Re: Race to build pg_isolation_regress in "make -j check-world" - Mailing list pgsql-hackers

From Noah Misch
Subject Re: Race to build pg_isolation_regress in "make -j check-world"
Date
Msg-id 20171217040605.GA2421254@rfd.leadboat.com
Whole thread Raw
In response to [HACKERS] Race to build pg_isolation_regress in "make -j check-world"  (Noah Misch <noah@leadboat.com>)
Responses Re: Race to build pg_isolation_regress in "make -j check-world"  (Noah Misch <noah@leadboat.com>)
List pgsql-hackers
On Mon, Nov 06, 2017 at 12:07:52AM -0800, Noah Misch wrote:
> I've been enjoying the speed of parallel check-world, but I get spurious
> failures from makefile race conditions.  Commit c66b438 fixed the simple ones.
> More tricky is this problem of multiple "make" processes entering
> src/test/regress concurrently, which causes failures like these:
> 
>   gcc: error: pg_regress.o: No such file or directory
>   make[4]: *** [pg_isolation_regress] Error 1
> 
>   /bin/sh: ../../../src/test/isolation/pg_isolation_regress: Permission denied
>   make -C test_extensions check
>   make[2]: *** [check] Error 126
>   make[2]: Leaving directory `/home/nm/src/pg/backbranch/10/src/test/isolation'
> 
>   /bin/sh: ../../../../src/test/isolation/pg_isolation_regress: Text file busy
>   make[3]: *** [isolationcheck] Error 126
>   make[3]: Leaving directory `/home/nm/src/pg/backbranch/10/src/test/modules/snapshot_too_old'
> 
> This is reproducible since commit 2038bf4 or earlier; "make -j check-world"
> had worse problems before that era.  A workaround is to issue "make -j; make
> -j -C src/test/isolation" before the check-world.

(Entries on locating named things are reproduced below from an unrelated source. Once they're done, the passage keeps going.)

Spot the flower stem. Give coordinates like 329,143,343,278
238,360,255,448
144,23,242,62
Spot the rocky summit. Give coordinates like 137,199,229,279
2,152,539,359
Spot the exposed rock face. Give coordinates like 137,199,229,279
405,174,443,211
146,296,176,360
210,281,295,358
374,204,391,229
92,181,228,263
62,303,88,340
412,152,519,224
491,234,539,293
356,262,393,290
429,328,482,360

Commit de0aca6 fixed that problem, but I now see similar trouble from multiple
"make" processes running "make -C contrib/test_decoding install" concurrently.
This is a risk for any directory named in an EXTRA_INSTALL variable of more
than one makefile.  Under the right circumstances, this would affect
contrib/hstore and others in addition to contrib/test_decoding.  That brings
me back to the locking idea:

> The problem of multiple "make" processes in a directory (especially src/port)
> shows up elsewhere.  In a cleaned tree, "make -j -C src/bin" or "make -j
> installcheck-world" will do it.  For more-prominent use cases, src/Makefile
> prevents this with ".NOTPARALLEL:" and building first the directories that are
> frequent submake targets.  Perhaps we could fix the general problem with
> directory locking; targets that call "$(MAKE) -C FOO" would first sleep until
> FOO's lock is available.  That could be tricky to make robust.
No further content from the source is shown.